This autosomal recessive disorder, with a birth incidence of about 1 in 300,000, is characterized by the development of cerebellar ataxia in the first decade, along with choreoathetosis, dysarthria, and abnormalities of ocular movements. Mental retardation is not usually a feature. The neurological features are progressive, leading to confinement to a wheelchair in the second decade of life. Oculocutaneous telangiectasia develops in childhood (often after ataxia is apparent) and then spreads to involve other exposed cutaneous areas. Vitiligo, café-au-lait spots, and macular hyperpigmentation may occur. The development of acanthosis nigricans is associated with the development of neoplasia. An immune deficiency occurs, with disordered B cell and T helper cell function, thymic hypoplasia, reduced levels of IgA (70 %) and IgE (80 %), and reduced T cells. Frequent bacterial (pulmonary or sinus) infections occur secondary to immunodeficiency. The serum alpha-fetoprotein is consistently elevated. There is an inconsistently increased incidence of spontaneous structural chromosomal aberrations (30–50-fold) (chromatid gaps, breaks and interchanges, and telomere fusions) in cultured white cells and fibroblasts, and this is markedly increased by exposure to X- radiation and radiomimetic agents. Peripheral blood lymphocytes may show abnormal clones of cells with a stable cytogenetic rearrangement, usually involving chromosome 14, particularly involving the T cell receptor genes on 14q11, 7q14, and 7q35. Clones of cells with these translocations may develop into T cell promyelocytic leukemia. Other translocations involve the immunoglobulin genes in B lymphocytes. In vivo sensitivity to X-rays is also observed. Recombination is increased by a factor of 30–200 (Tomanin et al. 1989; Peterson et al. 1992; Viniou et al. 2001; Sun et al. 2002).
There is a 30–40 % risk of malignancy developing, most frequently Hodgkin and non-Hodgkin lymphoma (60 %) and lymphoblastic T cell leukemia (27 %) (Johnson 1989). The lymphoreticular neoplasms develop before the age of 16 years, and epithelial carcinomas (including medulloblastomas; gastric, basal cell, hepatocellular, parotid, laryngeal, skin, and breast carcinomas; uterine leiomyomas; and ovarian dysgerminoma) may develop in patients surviving longer (Spector et al. 1982). Severe reactions have been described to standard doses of radiotherapy in this condition.

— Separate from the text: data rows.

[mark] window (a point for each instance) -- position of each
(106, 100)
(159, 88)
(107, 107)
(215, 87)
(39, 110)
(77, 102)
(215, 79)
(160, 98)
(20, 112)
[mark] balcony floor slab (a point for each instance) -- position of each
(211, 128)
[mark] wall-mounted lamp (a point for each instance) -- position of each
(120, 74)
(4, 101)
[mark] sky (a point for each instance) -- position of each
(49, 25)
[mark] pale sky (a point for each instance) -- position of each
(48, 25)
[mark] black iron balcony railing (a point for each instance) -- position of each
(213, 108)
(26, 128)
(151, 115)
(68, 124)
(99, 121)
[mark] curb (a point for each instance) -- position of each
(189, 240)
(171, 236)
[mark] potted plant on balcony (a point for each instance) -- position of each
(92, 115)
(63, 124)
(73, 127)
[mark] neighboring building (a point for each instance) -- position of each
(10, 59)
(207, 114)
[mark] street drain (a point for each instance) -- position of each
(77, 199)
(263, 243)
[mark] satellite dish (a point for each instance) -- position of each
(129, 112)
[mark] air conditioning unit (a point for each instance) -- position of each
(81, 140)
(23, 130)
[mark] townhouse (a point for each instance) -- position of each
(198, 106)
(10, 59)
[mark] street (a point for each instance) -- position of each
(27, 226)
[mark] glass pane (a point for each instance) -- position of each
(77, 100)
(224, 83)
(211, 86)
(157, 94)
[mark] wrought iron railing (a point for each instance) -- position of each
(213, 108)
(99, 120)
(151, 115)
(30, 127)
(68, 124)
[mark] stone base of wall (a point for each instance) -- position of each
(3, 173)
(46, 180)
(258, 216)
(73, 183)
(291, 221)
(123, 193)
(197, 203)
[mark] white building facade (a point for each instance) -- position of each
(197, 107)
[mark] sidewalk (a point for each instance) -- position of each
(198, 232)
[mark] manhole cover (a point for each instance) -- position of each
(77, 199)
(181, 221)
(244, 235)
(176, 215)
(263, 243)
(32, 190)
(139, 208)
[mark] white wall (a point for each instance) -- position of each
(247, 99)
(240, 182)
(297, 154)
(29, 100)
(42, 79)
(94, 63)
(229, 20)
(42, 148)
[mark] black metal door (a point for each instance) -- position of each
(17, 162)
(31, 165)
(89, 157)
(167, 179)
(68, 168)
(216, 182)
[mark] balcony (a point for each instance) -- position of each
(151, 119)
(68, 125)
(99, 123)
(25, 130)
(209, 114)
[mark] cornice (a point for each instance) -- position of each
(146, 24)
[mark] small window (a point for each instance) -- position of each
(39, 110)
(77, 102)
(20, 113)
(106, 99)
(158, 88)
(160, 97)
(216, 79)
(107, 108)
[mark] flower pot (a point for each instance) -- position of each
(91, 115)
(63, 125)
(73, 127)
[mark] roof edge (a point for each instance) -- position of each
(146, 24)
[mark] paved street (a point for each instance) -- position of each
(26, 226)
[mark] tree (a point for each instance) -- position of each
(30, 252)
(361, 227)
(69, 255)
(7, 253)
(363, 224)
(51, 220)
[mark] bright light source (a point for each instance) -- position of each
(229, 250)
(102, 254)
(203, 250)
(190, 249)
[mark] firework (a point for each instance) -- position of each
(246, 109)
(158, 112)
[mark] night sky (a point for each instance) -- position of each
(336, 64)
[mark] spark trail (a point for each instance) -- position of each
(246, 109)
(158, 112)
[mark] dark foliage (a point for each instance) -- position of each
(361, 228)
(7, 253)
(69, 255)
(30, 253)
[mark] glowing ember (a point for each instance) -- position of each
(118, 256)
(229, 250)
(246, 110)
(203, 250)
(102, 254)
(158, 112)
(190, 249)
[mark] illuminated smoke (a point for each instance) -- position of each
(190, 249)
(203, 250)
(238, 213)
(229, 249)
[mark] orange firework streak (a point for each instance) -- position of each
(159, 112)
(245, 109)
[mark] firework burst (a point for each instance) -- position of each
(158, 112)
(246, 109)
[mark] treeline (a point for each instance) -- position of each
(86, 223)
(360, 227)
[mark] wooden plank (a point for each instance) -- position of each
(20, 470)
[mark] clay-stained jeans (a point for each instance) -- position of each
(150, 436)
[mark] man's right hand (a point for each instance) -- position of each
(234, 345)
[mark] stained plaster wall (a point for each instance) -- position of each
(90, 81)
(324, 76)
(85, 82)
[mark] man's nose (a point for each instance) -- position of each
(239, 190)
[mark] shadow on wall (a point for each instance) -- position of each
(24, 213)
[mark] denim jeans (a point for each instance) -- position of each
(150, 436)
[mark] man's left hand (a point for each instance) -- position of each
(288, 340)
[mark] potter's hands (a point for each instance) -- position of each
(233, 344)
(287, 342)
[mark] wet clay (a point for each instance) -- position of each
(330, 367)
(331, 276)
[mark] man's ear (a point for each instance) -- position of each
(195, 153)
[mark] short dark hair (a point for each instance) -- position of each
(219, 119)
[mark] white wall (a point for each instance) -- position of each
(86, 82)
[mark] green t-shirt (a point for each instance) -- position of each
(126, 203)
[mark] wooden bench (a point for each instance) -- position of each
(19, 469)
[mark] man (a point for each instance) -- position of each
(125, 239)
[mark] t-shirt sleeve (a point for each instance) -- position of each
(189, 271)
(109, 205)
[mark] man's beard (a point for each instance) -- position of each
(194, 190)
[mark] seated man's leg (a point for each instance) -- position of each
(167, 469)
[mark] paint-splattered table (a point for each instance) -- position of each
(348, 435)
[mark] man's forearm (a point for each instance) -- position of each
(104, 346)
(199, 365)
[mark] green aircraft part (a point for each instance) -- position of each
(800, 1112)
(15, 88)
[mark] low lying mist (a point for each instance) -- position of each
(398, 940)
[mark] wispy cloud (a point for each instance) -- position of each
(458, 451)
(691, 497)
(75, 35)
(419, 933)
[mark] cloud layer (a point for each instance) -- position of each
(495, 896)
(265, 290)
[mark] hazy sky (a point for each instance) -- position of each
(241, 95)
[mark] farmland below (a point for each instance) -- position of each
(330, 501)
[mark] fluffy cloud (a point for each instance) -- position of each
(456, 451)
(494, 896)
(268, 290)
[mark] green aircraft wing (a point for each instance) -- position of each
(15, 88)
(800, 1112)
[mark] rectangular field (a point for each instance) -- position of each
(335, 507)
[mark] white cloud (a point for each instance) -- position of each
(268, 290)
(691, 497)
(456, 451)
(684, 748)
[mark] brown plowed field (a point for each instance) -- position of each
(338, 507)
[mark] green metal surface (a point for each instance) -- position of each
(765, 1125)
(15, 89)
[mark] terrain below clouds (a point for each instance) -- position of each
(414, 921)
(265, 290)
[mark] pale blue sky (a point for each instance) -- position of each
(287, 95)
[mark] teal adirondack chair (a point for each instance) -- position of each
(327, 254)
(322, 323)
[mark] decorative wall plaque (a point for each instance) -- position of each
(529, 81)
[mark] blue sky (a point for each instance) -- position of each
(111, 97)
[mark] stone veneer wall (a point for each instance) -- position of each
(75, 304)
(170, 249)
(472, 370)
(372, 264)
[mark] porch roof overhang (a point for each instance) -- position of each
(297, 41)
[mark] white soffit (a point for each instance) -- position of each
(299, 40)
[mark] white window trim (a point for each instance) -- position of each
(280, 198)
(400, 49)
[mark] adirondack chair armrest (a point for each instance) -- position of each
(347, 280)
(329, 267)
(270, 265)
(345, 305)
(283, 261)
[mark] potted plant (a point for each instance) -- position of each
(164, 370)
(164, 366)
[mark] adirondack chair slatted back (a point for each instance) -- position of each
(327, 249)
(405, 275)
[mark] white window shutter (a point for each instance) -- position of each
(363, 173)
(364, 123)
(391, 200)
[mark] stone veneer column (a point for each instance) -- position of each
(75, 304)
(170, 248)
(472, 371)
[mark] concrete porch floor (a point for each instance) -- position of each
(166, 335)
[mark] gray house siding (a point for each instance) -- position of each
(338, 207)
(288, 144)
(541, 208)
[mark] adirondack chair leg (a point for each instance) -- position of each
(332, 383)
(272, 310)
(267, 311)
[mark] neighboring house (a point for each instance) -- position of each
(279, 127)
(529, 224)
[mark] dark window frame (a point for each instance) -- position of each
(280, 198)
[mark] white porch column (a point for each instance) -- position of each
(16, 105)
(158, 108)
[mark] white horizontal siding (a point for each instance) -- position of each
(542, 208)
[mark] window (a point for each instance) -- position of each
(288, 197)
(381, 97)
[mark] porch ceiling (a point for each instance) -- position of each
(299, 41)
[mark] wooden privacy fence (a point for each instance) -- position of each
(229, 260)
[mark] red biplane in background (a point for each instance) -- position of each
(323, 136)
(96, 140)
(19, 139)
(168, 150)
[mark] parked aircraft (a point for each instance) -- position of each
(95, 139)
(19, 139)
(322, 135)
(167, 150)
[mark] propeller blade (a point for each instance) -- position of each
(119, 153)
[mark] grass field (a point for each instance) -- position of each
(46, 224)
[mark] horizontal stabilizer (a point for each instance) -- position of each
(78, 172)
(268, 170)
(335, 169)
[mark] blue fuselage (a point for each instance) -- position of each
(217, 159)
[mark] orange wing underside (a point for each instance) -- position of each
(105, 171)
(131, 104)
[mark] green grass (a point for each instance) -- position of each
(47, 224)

The ATM gene was cloned in 1995 (Savitsky et al. 1995). Its product, ATM, has a central role in orchestrating the response to double-strand breaks. It is a serine/threonine kinase that mediates checkpoint regulation and homologous repair by phosphorylating a number of proteins; without it, cells display aberrant cell-cycle progression and increased chromosomal breakage, especially when exposed to ionizing radiation. McConville et al. (1996) and others have reported families with a milder clinical and cellular phenotype due to certain ataxia-telangiectasia mutations (Sariozzi et al. 2002; Chessa 2003) causing reduced ATM function. The ATM carrier frequency is estimated to be about 1 %, and early studies showed that these heterozygotes have an increased risk of cancer, particularly breast cancer (Morrell et al. 1990). This was supported by studies conducted after the gene was identified (Athma et al. 1996; Thomson et al. 2005). These epidemiological studies were confirmed directly when Renwick et al. identified 12 deleterious mutations in 443 affected cases compared to 2 out of 521 controls resulting in an estimated relative risk of 2.37 (Renwick et al. 2006). One limitation of the study however was that the significance of 35 of 37 missense mutations identified could not be determined. To try to solve this problem, Tavtigian et al. used an in silico approach to test the hypothesis that missense mutations in evolutionary conserved residues would be more common among breast cancer patients than in controls. Suggestive of a dominant-negative model, they found that missense mutations ranked highly deleterious were associated with an even greater risk of breast cancer than truncation or splice site mutations, demonstrating that not all variants have equal risk predisposition (Tavtigian et al. 2009; Thorensten et al. 2003), but this remains controversial.